Meta expands AI-powered teen safety protections across its platforms
New teen safety tools will give parents more visibility through Meta’s Family Center.
Meta has announced new teen safety updates across Instagram, Facebook, and Messenger, including expanded age-appropriate content settings, AI-powered age detection, and new parental notification tools.
Meta said the updates are designed to ensure teens receive appropriate protections by default, give parents greater visibility into online activity and strengthen safeguards that support young people’s well-being.
Meta said its 13+ default content setting, recently introduced in India, is now rolling out globally across Instagram, Facebook, and Messenger. The setting is designed to limit exposure to age-inappropriate content by default, drawing on established content-rating principles and parent feedback.
On Facebook, the 13+ default setting is intended to hide content considered inappropriate for teens in areas such as Feed and Reels. It also limits teens’ ability to interact with Profiles, Pages, Groups, and Events that primarily post inappropriate content.
On Messenger, the 13+ default setting limits teens’ ability to view links to inappropriate Facebook content or chat with accounts that primarily share it.
Meta is also expanding its use of AI-powered age estimation systems to identify accounts that may belong to underage users.
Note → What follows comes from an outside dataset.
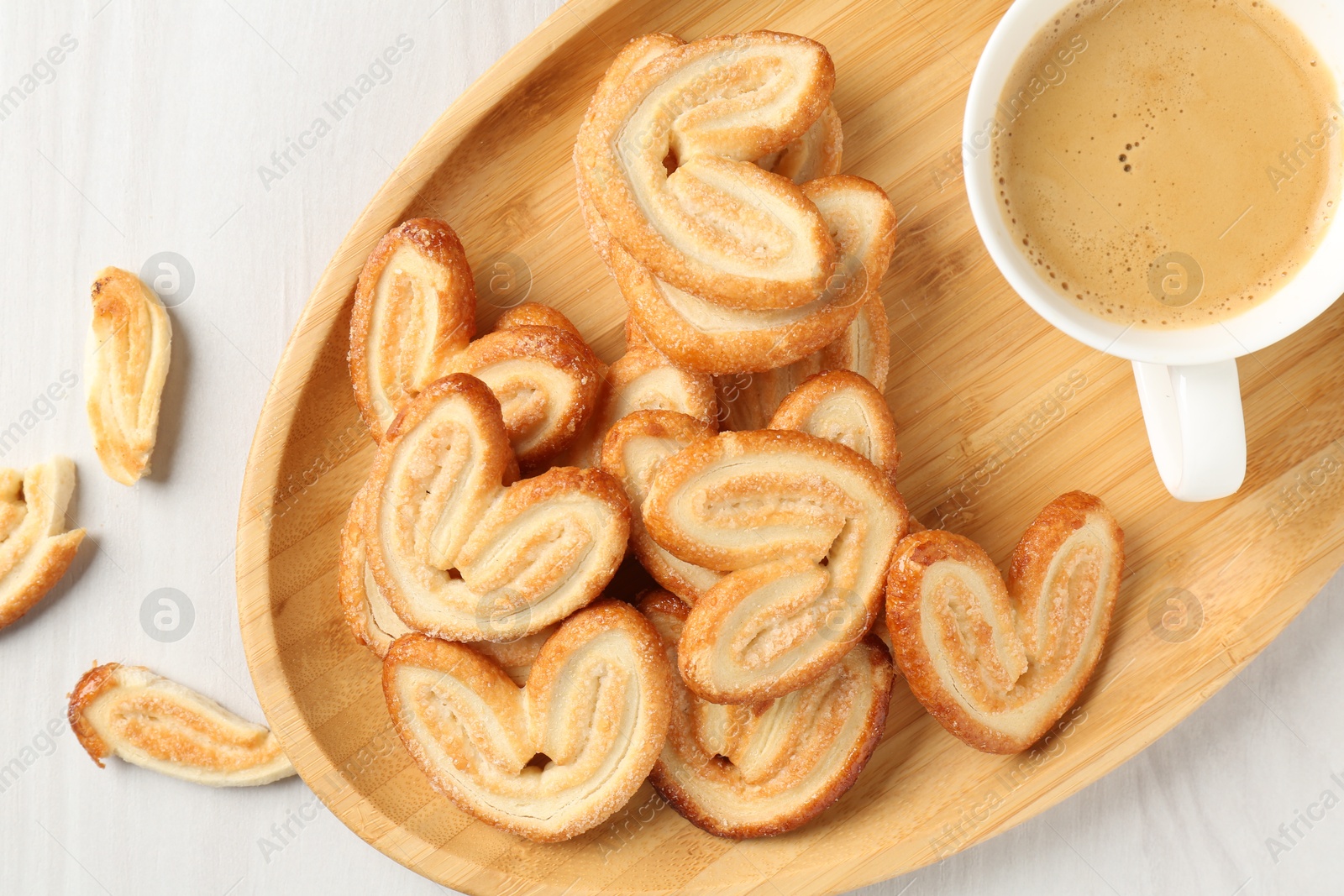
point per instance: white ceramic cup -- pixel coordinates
(1187, 378)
The company said the system analyses profile context, including birthday celebrations, school-grade mentions, posts, comments, bios, and captions, to assess whether an account is likely to belong to someone underage.
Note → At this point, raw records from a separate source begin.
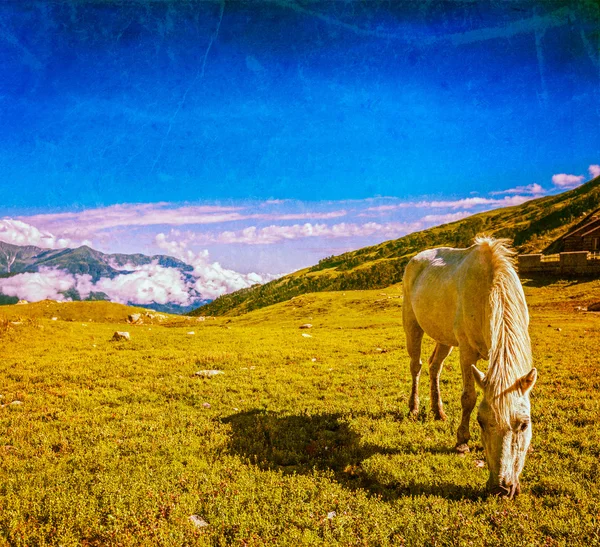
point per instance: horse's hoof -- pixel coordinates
(462, 448)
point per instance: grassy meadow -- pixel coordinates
(302, 441)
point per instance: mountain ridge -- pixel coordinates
(83, 260)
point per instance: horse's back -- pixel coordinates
(447, 292)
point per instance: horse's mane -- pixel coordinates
(510, 349)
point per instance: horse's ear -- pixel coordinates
(478, 375)
(525, 383)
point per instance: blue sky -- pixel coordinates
(316, 126)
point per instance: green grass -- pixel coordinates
(114, 445)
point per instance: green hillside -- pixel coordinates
(532, 226)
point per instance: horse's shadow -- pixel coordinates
(325, 442)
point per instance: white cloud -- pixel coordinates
(91, 223)
(212, 279)
(18, 232)
(562, 180)
(443, 219)
(149, 283)
(42, 285)
(274, 233)
(594, 170)
(533, 189)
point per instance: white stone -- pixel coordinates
(197, 521)
(208, 373)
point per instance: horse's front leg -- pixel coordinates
(468, 398)
(414, 337)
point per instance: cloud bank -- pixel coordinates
(17, 232)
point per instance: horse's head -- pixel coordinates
(505, 431)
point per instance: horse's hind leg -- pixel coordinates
(436, 362)
(414, 337)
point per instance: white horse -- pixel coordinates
(472, 298)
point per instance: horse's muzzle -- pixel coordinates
(509, 491)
The company said it is adding visual analysis as another detection technique. According to Meta, the technology analyses photos and videos for general indicators associated with age, such as physical characteristics, but does not identify individuals and does not use facial recognition.
Meta said combining visual signals with text and interaction analysis could increase the number of underage accounts it identifies and removes. The technology will be expanded across additional parts of its apps, including Instagram Reels, Instagram Live, and Facebook Groups.
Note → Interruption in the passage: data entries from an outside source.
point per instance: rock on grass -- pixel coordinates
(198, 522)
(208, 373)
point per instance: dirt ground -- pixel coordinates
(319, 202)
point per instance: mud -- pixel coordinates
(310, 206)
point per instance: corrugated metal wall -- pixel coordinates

Instagram will also notify supervising parents if a teen repeatedly searches for terms related to suicide or self-harm within a short period, subject to supervision settings. Meta said the feature has been rolled out to supervising parents in the EU, Brazil, and India, with parents and teens receiving notifications that the alerts are on the way.
Parents using supervision can now manage their teens’ activity through Meta’s Family Center across Instagram, Meta Horizon, Facebook, and Messenger. Meta said parents will also be able to see a more holistic view of teen activity across its apps in the coming months, including aggregated time spent.
Why does it matter?
The announcement reflects a broader shift towards age-appropriate design, where platforms increasingly rely on default protections and automated systems rather than expecting young users or parents to configure safety settings themselves. AI-based age detection is becoming a central tool in efforts to identify underage users and enforce platform safeguards at scale.
The update also highlights ongoing debates about the balance between child protection, privacy and platform accountability. While automated age-estimation technologies may help improve online safety, regulators and civil society groups continue to scrutinise their accuracy, transparency and potential impact on users’ rights. As governments around the world consider stricter child online safety requirements, platform approaches such as Meta’s may influence future regulatory expectations.